Hal ini sebenarnya menyangkal kuasa darah Kristus yang mendamaikan, dan pengajaran khusus Paulus bahwa darah Kristus telah membawa baik orang Yahudi maupun orang bukan Yahudi dekat kepada Allah pada saat ia menulis Efesus 2:11-22, karena “melalui Dia kita berdua memiliki jalan masuk kita dalam satu Roh kepada Bapa” (Ef. 2:18). Perjanjian Lama sepenuhnya dikesampingkan (Mat. 27:51) dan Perjanjian Baru didirikan (Lukas 22: 20) ketika Kristus mati. AD 70 tidak ada hubungannya dengan itu.

Saya akan meringkas poin ini dengan pengamatan kritis umum bahwa preterisme bersalah karena membesar-besarkan dan mengagungkan peristiwa sejarah yang sangat terbatas, peristiwa yang memiliki signifikansi yang relatif marjinal dalam Kitab Suci, menjadi status peristiwa penebusan kosmis dengan signifikansi kekal. Sentralitas dan gravitasi yang diberikan pada penghancuran Yerusalem tahun 70 Masehi benar-benar tidak sebanding dengan perlakuannya dalam Alkitab.

Ya, wacana Zaitun Yesus membahas nasib Yerusalem, tetapi bahkan sebagian besar pengajarannya tentang peristiwa ini adalah dalam bentuk instruksi kepada para pengikutnya tentang bagaimana memahaminya dan mengatasinya serta diselamatkan secara fisik dari kengeriannya. Bagi orang Yahudi sendiri hari itu hanya digambarkan sebagai “hari pembalasan” (Lukas 21:22). Signifikansi penyelamatan universal yang luar biasa yang melekat padanya oleh para preteris tidak memiliki dasar alkitabiah,

Juga harus dicatat bahwa teks-teks alkitabiah yang merujuk pada kedatangan kedua sebagai “dekat” atau terjadi “segera” tidak mengharuskan kedatangan Kristus kembali dalam masa hidup orang-orang yang sezaman dengan Yesus, seperti klaim para preteris. Semua teks ini sangat konsisten dengan Parousia yang masih akan datang (lihat “The Faith Once for All,” 540-541).

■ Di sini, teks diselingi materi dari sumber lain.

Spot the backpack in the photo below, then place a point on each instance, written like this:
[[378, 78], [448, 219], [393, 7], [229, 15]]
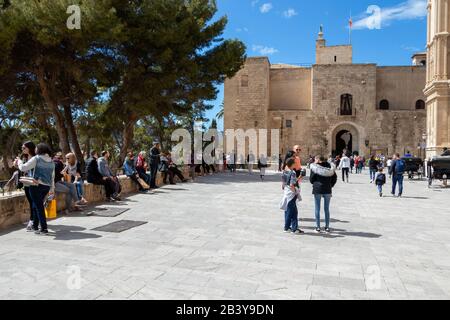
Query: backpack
[[400, 167], [381, 179]]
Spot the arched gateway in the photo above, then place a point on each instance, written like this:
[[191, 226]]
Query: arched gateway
[[345, 136]]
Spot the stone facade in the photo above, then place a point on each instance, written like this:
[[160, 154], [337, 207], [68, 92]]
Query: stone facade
[[383, 108], [438, 76]]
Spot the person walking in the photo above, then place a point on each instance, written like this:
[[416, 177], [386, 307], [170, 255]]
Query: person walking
[[295, 154], [28, 152], [65, 187], [344, 166], [262, 165], [323, 178], [154, 156], [373, 168], [380, 181], [250, 162], [93, 176], [291, 194], [352, 164], [43, 170], [397, 171], [105, 171], [141, 167]]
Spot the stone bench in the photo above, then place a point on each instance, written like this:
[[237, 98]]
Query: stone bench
[[14, 208]]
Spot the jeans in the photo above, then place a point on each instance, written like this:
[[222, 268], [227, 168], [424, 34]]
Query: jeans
[[30, 201], [317, 200], [79, 186], [397, 178], [153, 173], [380, 188], [38, 194], [373, 172], [291, 215], [143, 175], [70, 191], [345, 173]]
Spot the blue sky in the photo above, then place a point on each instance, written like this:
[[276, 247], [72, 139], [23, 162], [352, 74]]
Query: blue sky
[[286, 30]]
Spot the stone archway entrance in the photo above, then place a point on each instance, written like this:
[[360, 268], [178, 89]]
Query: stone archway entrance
[[344, 140], [345, 136]]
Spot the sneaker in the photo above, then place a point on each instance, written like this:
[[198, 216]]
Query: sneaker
[[30, 226]]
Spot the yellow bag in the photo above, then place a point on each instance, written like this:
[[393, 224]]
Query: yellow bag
[[50, 210]]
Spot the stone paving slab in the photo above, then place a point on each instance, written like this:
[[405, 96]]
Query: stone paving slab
[[221, 238]]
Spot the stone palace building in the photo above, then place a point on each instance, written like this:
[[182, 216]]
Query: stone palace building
[[332, 104], [438, 76]]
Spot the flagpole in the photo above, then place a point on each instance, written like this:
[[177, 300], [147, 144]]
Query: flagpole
[[350, 29]]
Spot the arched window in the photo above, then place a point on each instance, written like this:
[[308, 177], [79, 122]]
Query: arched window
[[384, 105], [420, 105], [346, 104]]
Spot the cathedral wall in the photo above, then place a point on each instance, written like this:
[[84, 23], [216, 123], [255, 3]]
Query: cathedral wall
[[334, 55], [290, 89], [401, 86]]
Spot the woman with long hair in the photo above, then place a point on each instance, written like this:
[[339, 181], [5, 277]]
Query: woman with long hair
[[44, 176], [28, 152]]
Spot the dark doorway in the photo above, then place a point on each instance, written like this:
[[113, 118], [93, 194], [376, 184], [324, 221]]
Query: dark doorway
[[344, 140]]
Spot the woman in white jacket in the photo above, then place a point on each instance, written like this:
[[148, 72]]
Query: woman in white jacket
[[43, 170], [344, 165]]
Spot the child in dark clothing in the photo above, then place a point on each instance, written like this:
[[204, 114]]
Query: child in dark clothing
[[380, 181]]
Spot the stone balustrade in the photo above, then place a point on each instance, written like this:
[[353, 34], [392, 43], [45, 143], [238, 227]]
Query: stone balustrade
[[14, 208]]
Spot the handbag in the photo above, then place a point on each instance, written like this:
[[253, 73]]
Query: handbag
[[28, 181]]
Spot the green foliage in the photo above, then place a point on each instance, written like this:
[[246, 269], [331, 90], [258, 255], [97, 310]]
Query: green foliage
[[133, 65]]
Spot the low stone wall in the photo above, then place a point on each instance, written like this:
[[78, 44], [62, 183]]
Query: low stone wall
[[14, 209]]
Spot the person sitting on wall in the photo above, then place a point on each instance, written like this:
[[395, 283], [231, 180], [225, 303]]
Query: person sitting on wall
[[130, 171], [93, 176], [174, 169], [105, 171]]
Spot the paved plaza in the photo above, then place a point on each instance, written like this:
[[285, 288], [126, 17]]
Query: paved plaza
[[222, 237]]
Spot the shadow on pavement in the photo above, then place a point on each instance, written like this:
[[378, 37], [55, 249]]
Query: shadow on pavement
[[60, 232]]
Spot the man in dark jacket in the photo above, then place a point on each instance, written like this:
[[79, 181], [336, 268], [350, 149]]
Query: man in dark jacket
[[323, 178], [154, 163], [397, 170], [93, 176]]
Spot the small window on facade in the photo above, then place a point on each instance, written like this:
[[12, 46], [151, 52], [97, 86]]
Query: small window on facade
[[384, 105], [244, 81], [420, 105], [346, 105]]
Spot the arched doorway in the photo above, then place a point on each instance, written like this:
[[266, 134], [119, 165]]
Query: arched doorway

Wayne Jackson menyebut preterisme radikal ini (“doktrin tahun 70 M”) sebagai “sangat sesat” dan “sangat tidak ortodoks” (“The Menace of Radical Preterism,” 2, 5). Saya setuju itu, baik dalam isi maupun dalam metode. Mengenai yang terakhir itu mengingatkan saya pada sebuah buku yang saya lihat beberapa dekade lalu berjudul “Saya Menemukan Gajah dalam Alkitab.” Saya tidak ingat apa yang menyebabkan penulis mulai mencari seekor gajah di dalam Firman Tuhan; tetapi begitu dia mulai mencarinya, dia menemukannya di mana-mana. Untuk preterists AD 70 adalah gajah.